Falling detection is vital for elderly care and intelligent surveillance; however, prevailing vision-based approaches predominantly frame it as static pose classification or discrete temporal pattern matching, fundamentally overlooking the instability dynamics of the human support system. This paper proposes a physics-informed falling detection framework that recasts falling as a stability-loss event in a coupled dynamical system. We introduce a novel dual-LTC architecture comprising a Center-of-Mass (CoM) subsystem and a Base-of-Support (BoS) subsystem, both instantiated as Liquid Time-Constant (LTC) neural networks to continuously model inertial trajectory evolution and ground-contact adjustment through adaptive time constants, Physical interpretability of falling motion. A learnable coupling module emulates physical interaction between the two subsystems, while a Stability Manifold classifier operates in the joint latent space to detect boundary crossing via Lyapunov-inspired stability metrics. Complementary counterfactual trajectory projection and Time-to-Collision (TTC) estimation further enable irreversibility assessment and early warning. The architecture is designed to support a three-state prediction paradigm (Normal, Falling, Fallen); in this preliminary study, we validate the core stability discrimination capability on a two-class dataset (Normal vs. Falling), leaving the full three-state temporal transition to future work. Unlike conventional CNN--RNN pipelines, the proposed formulation encodes continuous-time mechanical inertia, yielding a sub-50K-parameter network capable of real-time inference on resource-constrained edge devices. Extensive experiments demonstrate competitive accuracy with superior physical interpretability, validating its efficacy for low-compute visual fall detection.

Published: July 14, 2026

Last updated: July 14, 2026

Harness VLA: Steering Frozen VLAs into Reliable Manipulation Primitives via Memory-Guided Agents

Yixian Zhang, Huanming Zhang, Feng Gao, Xiao Li, Zhihao Liu, Chunyang Zhu, Jiaxing Qiu, Yuchen Yan, Jiyuan Liu, Wenhao Tang, Zhengru Fang, Yi Nie, Changxu Wei, Yu Wang, Wenbo Ding, Chao Yu (cs.RO)

Language-conditioned manipulation requires both precise contact-rich control and robust reasoning over language, scenes, and long horizons. End-to-end Vision-Language-Action (VLA) models provide strong local visuomotor skills, but they are trained on in-distribution task trajectories and often fail under deployment perturbations such as semantic retargeting, goal re-binding, spatial-layout shifts, and unstable local contacts. LLM coding agents provide complementary semantic and compositional reasoning, but purely analytic primitives struggle with irregular grasping, constrained placement, and articulated-object interaction. We present Harness VLA, a memory-augmented agentic framework that exposes a frozen VLA as a retryable contact-rich primitive and composes it with a small fixed library of analytic primitives for grounding, staging, transport, navigation, and release. Rather than expanding the skill library, the harness learns the operating range of these fixed primitives from task-specific execution traces, global success rules, and failure models.
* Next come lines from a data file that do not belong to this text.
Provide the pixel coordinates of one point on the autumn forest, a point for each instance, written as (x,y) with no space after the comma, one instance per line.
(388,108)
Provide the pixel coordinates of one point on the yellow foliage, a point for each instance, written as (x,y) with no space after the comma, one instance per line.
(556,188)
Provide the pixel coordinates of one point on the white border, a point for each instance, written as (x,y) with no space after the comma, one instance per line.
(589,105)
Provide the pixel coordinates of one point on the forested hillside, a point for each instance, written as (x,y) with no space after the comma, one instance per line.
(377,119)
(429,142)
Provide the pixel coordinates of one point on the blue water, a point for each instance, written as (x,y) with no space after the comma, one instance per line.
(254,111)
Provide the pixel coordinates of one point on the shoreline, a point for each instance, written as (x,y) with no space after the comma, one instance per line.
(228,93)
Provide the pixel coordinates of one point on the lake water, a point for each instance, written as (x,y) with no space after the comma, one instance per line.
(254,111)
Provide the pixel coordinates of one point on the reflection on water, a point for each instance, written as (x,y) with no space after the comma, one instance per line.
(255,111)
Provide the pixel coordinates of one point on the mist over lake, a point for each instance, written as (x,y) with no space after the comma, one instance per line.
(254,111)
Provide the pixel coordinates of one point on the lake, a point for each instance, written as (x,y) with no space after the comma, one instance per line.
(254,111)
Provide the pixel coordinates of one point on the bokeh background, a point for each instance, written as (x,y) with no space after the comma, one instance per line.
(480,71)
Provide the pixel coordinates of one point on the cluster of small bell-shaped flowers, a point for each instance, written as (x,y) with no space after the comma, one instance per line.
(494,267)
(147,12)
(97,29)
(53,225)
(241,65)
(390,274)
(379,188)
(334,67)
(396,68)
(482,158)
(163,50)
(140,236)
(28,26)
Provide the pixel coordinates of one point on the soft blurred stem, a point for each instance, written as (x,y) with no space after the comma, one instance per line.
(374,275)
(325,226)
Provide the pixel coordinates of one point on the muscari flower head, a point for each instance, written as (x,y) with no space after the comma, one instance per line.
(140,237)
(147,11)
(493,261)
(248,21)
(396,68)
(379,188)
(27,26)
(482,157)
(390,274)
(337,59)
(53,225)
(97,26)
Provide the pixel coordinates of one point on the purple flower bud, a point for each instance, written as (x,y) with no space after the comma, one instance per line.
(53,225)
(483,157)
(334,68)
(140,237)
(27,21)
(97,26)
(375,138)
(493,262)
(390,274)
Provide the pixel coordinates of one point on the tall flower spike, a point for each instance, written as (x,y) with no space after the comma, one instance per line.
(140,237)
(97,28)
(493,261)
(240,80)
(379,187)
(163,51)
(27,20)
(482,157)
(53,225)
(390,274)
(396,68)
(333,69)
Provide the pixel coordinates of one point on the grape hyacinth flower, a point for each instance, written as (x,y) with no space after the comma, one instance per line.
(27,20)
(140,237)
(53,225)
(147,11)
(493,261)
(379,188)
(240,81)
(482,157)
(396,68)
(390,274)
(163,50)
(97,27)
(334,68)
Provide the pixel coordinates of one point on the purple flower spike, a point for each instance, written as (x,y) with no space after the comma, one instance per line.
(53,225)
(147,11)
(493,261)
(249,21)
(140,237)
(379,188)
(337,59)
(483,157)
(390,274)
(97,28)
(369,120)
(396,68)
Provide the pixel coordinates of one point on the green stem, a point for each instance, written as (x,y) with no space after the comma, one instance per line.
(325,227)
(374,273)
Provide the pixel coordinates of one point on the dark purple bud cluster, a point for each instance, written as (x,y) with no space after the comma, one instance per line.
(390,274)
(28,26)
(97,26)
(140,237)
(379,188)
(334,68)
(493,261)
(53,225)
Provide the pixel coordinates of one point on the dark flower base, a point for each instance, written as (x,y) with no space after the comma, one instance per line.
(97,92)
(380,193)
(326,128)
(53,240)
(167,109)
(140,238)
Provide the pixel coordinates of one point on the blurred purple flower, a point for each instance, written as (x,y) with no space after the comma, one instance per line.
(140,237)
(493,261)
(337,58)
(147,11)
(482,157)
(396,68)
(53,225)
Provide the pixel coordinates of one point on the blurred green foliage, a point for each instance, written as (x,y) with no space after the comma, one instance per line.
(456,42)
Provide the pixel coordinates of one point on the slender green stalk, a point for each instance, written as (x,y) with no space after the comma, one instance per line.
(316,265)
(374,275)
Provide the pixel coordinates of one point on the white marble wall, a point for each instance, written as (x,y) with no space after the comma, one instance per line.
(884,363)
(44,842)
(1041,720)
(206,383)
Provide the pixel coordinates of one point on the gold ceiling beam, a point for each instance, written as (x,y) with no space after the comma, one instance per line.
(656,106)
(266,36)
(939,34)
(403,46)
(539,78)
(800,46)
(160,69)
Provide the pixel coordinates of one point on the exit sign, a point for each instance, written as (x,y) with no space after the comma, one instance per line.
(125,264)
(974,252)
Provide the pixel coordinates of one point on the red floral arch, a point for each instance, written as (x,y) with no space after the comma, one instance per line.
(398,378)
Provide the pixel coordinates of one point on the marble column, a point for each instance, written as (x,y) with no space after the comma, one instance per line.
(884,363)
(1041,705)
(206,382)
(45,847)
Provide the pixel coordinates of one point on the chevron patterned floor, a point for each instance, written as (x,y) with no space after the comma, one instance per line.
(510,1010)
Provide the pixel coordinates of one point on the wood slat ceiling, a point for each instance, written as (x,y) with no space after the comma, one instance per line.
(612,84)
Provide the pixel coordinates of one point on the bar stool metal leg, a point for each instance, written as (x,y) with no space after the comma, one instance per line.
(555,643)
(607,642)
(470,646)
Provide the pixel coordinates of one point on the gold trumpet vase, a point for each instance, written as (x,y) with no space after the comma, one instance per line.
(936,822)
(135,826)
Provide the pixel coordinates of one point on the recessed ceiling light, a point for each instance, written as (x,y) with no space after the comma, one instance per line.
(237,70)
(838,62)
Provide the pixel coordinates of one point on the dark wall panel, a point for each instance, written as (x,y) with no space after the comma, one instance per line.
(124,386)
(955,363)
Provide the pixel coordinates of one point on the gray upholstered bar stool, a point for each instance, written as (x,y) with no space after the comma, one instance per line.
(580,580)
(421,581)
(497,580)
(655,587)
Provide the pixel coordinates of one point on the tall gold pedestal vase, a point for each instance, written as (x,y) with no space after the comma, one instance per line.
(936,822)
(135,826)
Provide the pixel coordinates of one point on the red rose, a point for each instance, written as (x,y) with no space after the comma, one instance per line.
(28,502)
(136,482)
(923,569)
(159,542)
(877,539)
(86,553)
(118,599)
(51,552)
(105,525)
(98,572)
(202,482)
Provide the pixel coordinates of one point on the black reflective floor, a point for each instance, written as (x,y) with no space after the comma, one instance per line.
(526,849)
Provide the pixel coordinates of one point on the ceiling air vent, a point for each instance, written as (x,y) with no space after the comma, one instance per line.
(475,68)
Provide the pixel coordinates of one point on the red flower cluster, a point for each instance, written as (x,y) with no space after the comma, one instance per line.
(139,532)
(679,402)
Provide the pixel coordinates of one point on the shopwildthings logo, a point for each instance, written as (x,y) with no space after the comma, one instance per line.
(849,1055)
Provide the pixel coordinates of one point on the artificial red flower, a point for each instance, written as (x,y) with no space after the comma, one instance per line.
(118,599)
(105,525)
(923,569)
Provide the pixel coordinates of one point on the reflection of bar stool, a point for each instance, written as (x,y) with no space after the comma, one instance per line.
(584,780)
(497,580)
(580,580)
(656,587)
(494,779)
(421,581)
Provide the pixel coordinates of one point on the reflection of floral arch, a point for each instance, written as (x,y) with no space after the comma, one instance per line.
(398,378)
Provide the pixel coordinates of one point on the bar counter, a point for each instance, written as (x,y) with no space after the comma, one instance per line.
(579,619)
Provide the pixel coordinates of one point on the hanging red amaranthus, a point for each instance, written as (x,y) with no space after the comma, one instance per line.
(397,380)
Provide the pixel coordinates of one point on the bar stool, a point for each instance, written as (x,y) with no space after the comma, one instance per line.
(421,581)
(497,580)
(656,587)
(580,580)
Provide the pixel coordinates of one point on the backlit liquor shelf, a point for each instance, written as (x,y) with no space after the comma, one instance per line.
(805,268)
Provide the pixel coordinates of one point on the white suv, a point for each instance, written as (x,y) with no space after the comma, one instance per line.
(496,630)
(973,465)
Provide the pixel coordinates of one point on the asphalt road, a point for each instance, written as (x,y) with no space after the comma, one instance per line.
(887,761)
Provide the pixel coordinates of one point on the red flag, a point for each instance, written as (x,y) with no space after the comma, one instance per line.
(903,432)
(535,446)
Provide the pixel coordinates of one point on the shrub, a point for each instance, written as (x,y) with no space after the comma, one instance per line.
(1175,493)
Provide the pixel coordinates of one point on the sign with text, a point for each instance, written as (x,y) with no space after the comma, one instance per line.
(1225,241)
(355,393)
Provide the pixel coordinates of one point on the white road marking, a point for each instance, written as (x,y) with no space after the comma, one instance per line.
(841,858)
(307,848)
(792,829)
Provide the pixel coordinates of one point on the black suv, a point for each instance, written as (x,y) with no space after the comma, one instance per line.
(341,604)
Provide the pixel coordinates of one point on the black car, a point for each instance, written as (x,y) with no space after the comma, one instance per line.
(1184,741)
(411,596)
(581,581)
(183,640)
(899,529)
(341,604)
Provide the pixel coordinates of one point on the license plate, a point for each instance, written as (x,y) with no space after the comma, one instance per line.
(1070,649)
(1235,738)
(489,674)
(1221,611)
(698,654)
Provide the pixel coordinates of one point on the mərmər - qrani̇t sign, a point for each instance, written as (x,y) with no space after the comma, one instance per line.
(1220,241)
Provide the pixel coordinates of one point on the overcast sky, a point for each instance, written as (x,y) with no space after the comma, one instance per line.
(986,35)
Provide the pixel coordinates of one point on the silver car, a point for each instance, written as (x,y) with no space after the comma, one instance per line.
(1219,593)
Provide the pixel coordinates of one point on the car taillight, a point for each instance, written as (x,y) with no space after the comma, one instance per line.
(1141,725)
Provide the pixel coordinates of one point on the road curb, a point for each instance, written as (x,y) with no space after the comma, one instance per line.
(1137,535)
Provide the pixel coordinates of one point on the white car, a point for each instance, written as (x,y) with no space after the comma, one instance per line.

By lifting semantic re-grounding, non-contact execution, and VLA re-staging to the planner while reserving the frozen VLA for local contact-rich phases, Harness VLA extends pretrained VLAs beyond their original trajectory distribution without finetuning. Across perturbed tabletop, household kitchen, and clean-to-randomized bimanual manipulation, Harness VLA improves over the strongest relevant baselines by 38.6 and 25.4 percentage points on LIBERO-Pro and RoboCasa365, respectively, and reaches 58.4% on RoboTwin C2R.